Perhaps I am naive, but I don't believe that the wounded ego of one professor would be enough to sink someone's chances at a job if there weren't other reasons for other faculty to not prefer this particular candidate. The reasons might be good ones or bad ones, but I think there must have been other reasons. I also think in this case that it was true that the candidate was indeed the best graduate student of that adviser; the years since the fateful interview have demonstrated this well.
It's likely that the adviser sent the same letter to every institution to which the candidate applied and did not modify it out of consideration for his former student who was on the faculty at one of these places. Should the adviser have worded the letter in a different way for that particular institution? Or was he was correct to state his frank opinion, which was surely accurate and not a case in which every one of his students was the best?

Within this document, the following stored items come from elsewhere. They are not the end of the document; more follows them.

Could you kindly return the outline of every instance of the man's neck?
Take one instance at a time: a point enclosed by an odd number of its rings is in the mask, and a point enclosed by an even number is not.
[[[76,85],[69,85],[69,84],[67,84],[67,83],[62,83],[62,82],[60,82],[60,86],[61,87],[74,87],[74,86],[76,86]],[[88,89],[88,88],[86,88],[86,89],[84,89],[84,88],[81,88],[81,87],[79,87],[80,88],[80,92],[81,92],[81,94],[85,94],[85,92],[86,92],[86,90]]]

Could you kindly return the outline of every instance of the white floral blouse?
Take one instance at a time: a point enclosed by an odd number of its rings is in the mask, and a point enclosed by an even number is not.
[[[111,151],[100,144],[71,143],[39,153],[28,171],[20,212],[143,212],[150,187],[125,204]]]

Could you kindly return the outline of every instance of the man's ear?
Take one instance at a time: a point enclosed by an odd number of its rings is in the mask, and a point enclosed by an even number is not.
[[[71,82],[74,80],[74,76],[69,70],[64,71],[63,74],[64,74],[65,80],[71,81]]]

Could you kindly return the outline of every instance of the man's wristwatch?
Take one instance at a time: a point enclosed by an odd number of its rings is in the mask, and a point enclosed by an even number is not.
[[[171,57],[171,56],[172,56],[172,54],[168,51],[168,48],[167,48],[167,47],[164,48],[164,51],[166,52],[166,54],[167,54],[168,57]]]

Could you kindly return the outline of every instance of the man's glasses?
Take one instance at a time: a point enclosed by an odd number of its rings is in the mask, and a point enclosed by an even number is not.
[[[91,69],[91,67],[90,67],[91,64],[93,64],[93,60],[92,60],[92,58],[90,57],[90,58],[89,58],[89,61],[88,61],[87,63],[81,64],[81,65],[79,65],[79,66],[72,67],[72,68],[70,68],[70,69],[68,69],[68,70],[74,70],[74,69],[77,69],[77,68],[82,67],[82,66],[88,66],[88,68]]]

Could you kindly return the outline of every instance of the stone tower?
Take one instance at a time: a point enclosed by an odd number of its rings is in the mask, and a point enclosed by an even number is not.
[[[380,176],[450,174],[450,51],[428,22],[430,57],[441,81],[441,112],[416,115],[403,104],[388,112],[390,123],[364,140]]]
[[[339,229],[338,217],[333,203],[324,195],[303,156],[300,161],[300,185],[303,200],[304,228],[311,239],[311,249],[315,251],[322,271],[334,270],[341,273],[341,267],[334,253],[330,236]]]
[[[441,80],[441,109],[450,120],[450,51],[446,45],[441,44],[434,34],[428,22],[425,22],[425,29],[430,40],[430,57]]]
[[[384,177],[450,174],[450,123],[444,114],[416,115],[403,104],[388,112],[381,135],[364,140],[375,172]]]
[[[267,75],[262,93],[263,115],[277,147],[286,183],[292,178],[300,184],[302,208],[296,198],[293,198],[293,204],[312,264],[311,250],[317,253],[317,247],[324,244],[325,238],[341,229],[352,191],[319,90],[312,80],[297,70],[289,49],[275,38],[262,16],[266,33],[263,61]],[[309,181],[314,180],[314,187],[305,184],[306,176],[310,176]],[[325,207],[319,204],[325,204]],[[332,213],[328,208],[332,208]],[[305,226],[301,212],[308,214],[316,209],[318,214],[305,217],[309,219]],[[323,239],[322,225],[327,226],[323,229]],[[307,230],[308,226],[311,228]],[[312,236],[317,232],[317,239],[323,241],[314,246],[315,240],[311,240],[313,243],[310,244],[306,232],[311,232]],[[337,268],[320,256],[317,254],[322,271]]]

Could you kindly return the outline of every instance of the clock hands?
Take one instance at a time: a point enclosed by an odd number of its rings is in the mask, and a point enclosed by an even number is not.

I was recently thinking about this incident for two reasons:
(1) I have been writing reference letters for graduate students, and I always think about who is likely to read my letter -- anyone I know? anyone my students know? Does it matter in terms of what I write in the letter, or at least how I express my opinions?
(2) I just read a reference letter for an undergraduate student applying to graduate school at my institution. We went to the same college and had the same professor for a particular class, albeit many (many) years apart. Although the applicant is not the best student this professor ever taught, she is very close to the best, who is clearly indicated as a recent student (i.e., not me).
I laughed when I read the letter that states (indirectly) that I was not the best student of that professor. For one thing, I knew that. I did well in his course, but I did not excel.
Also, I was responsible for a practical joke that my class played on this professor and that he still seems to remember when I encounter him at conferences. When my friends and I graduated, he told us that he would miss us, but not too much.
His letter for the almost-best applicant was obviously a form letter sent to all departments to which the applicant was applying, but even if it had not been, this wouldn't have mattered in this case. The applicant is impressive and my ego has weathered the blow (this time).